Please unscramble the letters into a word, and write that word:
asinoc = casino, 
yfrogg = froggy, 
plesim = simple, 
iggestb = biggest, 
astedro =

Expected output:

roasted

→ This exemplifies how few-shot ICL provides a few labeled examples in the input to condition the model.


2. (IA)³ Injection Example

The proposed PEFT method (IA)³ modifies the model by rescaling intermediate activations. The learnable vectors are injected into the following locations:

  • Self-Attention:

    \[\text{softmax}\left( \frac{Q \cdot (l_k \odot K^T)}{\sqrt{d_k}} \right) \cdot (l_v \odot V)\]
  • Feed-Forward Layer:

    \[(l_{ff} \odot \gamma(W_1 x)) W_2\]

→ These vectors ($l_k$, $l_v$, $l_{ff}$) are task-specific but small, and allow efficient fine-tuning without modifying the entire model.


3. RAFT Dataset Examples

RAFT contains 11 real-world classification tasks, each with only 50 training examples. Examples include:

  • Banking77: Classify customer intent e.g., “How do I reset my pin?”"Card issues"

  • TweetEval-hate: Hate speech detection on tweets e.g., “We don’t need those people here.”"hate"

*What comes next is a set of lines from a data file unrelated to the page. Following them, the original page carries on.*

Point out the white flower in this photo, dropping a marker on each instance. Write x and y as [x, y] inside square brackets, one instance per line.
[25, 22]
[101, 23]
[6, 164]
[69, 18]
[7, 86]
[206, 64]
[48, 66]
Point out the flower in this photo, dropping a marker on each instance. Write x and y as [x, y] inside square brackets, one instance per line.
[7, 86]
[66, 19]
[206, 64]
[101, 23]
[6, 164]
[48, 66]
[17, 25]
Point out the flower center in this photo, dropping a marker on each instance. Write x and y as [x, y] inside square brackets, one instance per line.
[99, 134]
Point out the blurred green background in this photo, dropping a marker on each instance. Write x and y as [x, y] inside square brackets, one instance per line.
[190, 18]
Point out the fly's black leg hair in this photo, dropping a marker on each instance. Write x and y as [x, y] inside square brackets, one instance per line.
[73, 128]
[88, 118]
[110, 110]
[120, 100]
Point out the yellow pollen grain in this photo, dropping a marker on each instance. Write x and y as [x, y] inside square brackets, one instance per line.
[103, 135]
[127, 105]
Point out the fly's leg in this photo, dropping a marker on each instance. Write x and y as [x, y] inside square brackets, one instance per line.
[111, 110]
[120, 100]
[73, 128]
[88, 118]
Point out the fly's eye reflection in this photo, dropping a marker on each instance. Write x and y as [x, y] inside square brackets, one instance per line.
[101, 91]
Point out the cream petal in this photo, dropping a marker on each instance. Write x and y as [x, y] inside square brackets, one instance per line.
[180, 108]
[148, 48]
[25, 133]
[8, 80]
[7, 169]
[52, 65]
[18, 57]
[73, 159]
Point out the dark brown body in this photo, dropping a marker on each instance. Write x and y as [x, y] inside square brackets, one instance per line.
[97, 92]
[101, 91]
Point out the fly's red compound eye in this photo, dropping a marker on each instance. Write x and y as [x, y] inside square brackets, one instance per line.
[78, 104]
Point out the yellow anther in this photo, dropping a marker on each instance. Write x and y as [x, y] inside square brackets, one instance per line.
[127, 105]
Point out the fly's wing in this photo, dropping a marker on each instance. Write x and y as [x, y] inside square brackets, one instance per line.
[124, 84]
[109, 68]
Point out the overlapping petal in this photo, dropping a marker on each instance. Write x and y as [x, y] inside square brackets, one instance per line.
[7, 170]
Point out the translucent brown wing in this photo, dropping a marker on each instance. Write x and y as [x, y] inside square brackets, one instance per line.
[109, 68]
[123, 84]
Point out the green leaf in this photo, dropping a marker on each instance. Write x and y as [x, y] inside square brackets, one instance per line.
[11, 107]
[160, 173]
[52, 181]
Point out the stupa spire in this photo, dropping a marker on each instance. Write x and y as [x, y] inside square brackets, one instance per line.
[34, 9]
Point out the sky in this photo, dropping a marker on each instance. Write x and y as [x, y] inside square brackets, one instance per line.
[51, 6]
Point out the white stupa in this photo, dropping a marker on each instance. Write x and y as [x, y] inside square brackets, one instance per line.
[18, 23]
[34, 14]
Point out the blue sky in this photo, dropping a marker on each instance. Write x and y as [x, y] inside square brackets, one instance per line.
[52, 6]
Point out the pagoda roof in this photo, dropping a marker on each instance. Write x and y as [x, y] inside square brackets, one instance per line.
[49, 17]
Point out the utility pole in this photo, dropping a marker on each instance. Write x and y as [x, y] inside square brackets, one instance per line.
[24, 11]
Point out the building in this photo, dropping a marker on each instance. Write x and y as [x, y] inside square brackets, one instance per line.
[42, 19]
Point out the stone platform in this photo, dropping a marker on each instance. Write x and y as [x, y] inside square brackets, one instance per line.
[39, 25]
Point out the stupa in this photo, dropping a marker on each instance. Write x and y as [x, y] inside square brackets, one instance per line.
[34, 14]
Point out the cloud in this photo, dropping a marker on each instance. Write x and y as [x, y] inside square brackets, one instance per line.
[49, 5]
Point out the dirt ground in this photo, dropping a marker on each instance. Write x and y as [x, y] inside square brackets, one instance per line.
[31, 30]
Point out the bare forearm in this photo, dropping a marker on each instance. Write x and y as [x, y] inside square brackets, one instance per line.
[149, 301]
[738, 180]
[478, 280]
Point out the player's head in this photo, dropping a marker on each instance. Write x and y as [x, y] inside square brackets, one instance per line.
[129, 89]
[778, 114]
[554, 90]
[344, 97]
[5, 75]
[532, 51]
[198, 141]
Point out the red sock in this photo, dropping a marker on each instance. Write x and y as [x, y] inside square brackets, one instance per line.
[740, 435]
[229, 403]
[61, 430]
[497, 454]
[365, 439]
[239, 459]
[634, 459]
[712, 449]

  • CivilComments: Toxic comment classification

→ No validation set is given. The test labels are hidden, making this a realistic few-shot setting.


요약

T-Few는 T0 모델에 새로운 PEFT 기법인 (IA)³를 적용하고, 추가 손실 함수(LUL, LLN)를 결합해 효율적으로 파인튜닝하는 방법입니다. 이 방법은 GPT-3보다 훨씬 적은 계산량으로도 더 높은 정확도를 달성했으며, RAFT 벤치마크에서는 인간 성능을 초과했습니다. 예시로, 4-shot 문제나 고객 질문 분류와 같은 실제 태스크에 소수 샘플만으로도 강력한 성능을 보여주었습니다.


T-Few fine-tunes the T0 model using a novel PEFT method called (IA)³, combined with unlikelihood and length-normalized losses for better efficiency. It outperforms GPT-3 while requiring over 1,000× fewer FLOPs, and is the first method to surpass human performance on the RAFT benchmark. In real-world tasks like few-shot word unscrambling or intent classification, T-Few shows strong results with only a handful of training examples.


기타

Figure 2: 다양한 PEFT 방법 비교

  • 내용: 여러 PEFT 방법의 정확도와 업데이트된 파라미터 비율 비교
  • 결과: (IA)³는 전체 모델 파인튜닝보다 높은 정확도를 달성한 유일한 방법
  • 인사이트: 업데이트 파라미터 수가 적으면서도 성능이 높아 효율성이 탁월함

Figure 3: 다양한 방법들의 FLOPs vs 정확도

  • 내용: 추론 계산량(FLOPs) 대비 정확도 비교
  • 결과: T-Few는 GPT-3 175B보다 정확도는 더 높고 계산량은 1,000배 적음
  • 인사이트: 파인튜닝 비용이 매우 낮으면서도 성능은 최고 수준

Table 1: Held-out 태스크에 대한 정확도 및 비용 요약

모델 정확도 추론 FLOPs 학습 FLOPs 저장 공간
T-Few 72.4% 1.1e12 2.7e16 4.2MB
GPT-3 175B 66.6% 1.4e15 0 16KB
  • 인사이트: T-Few는 정확도와 자원 효율성 모두에서 최고 성능

Table 2: RAFT 벤치마크 결과 (상위 5개 방법)

  • T-Few: 75.8% (최고 성능, 인간 성능 73.5% 초과)
  • 인사이트: 실제 태스크에 대해 일반화 성능이 뛰어남

Appendix F: Ablation 실험

  • Pre-training 제거 → 정확도 1.6% 감소
  • LUL 및 LLN 제거 → 정확도 4.1% 감소
  • 둘 다 제거 → 정확도 2.5% 감소
  • 인사이트: 각 구성요소가 모두 성능 향상에 기여함

Figure 2: Comparison of PEFT Methods

  • Content: Accuracy vs % of parameters updated
  • Finding: (IA)³ is the only method to outperform full-model fine-tuning
  • Insight: Very few parameters can be updated for excellent performance — high efficiency

Figure 3: Accuracy vs Inference FLOPs

  • Content: Performance vs computational cost
  • Finding: T-Few outperforms GPT-3 175B with 1,000× fewer FLOPs
  • Insight: High performance with very low computational overhead

Table 1: Held-out Task Performance & Cost Summary

Model Accuracy Inference FLOPs Training FLOPs Disk Storage
T-Few 72.4% 1.1e12 2.7e16 4.2MB
GPT-3 175B 66.6% 1.4e15 0 16KB
  • Insight: T-Few dominates both in accuracy and cost-effectiveness

Table 2: RAFT Benchmark (Top 5 Results)

  • T-Few: 75.8% (First to outperform human baseline at 73.5%)
  • Insight: Outstanding real-world generalization in few-shot settings

Appendix F: Ablation Study

  • Removing pre-training → –1.6% accuracy
  • Removing LUL + LLN losses → –4.1%
  • Removing both → –2.5%
  • Insight: All components (losses, pretraining) contribute meaningfully to performance


refer format:

@inproceedings{liu2022fewshot, title = {Few-Shot Parameter-Efficient Fine-Tuning is Better and Cheaper than In-Context Learning}, author = {Haokun Liu and Derek Tam and Mohammed Muqeeth and Jay Mohta and Tenghao Huang and Mohit Bansal and Colin Raffel}, booktitle = {Advances in Neural Information Processing Systems (NeurIPS)}, year = {2022}, url = {https://github.com/r-three/t-few} }

Liu, Haokun, Derek Tam, Mohammed Muqeeth, Jay Mohta, Tenghao Huang, Mohit Bansal, and Colin Raffel. “Few-Shot Parameter-Efficient Fine-Tuning Is Better and Cheaper than In-Context Learning.” Advances in Neural Information Processing Systems (NeurIPS), 2022.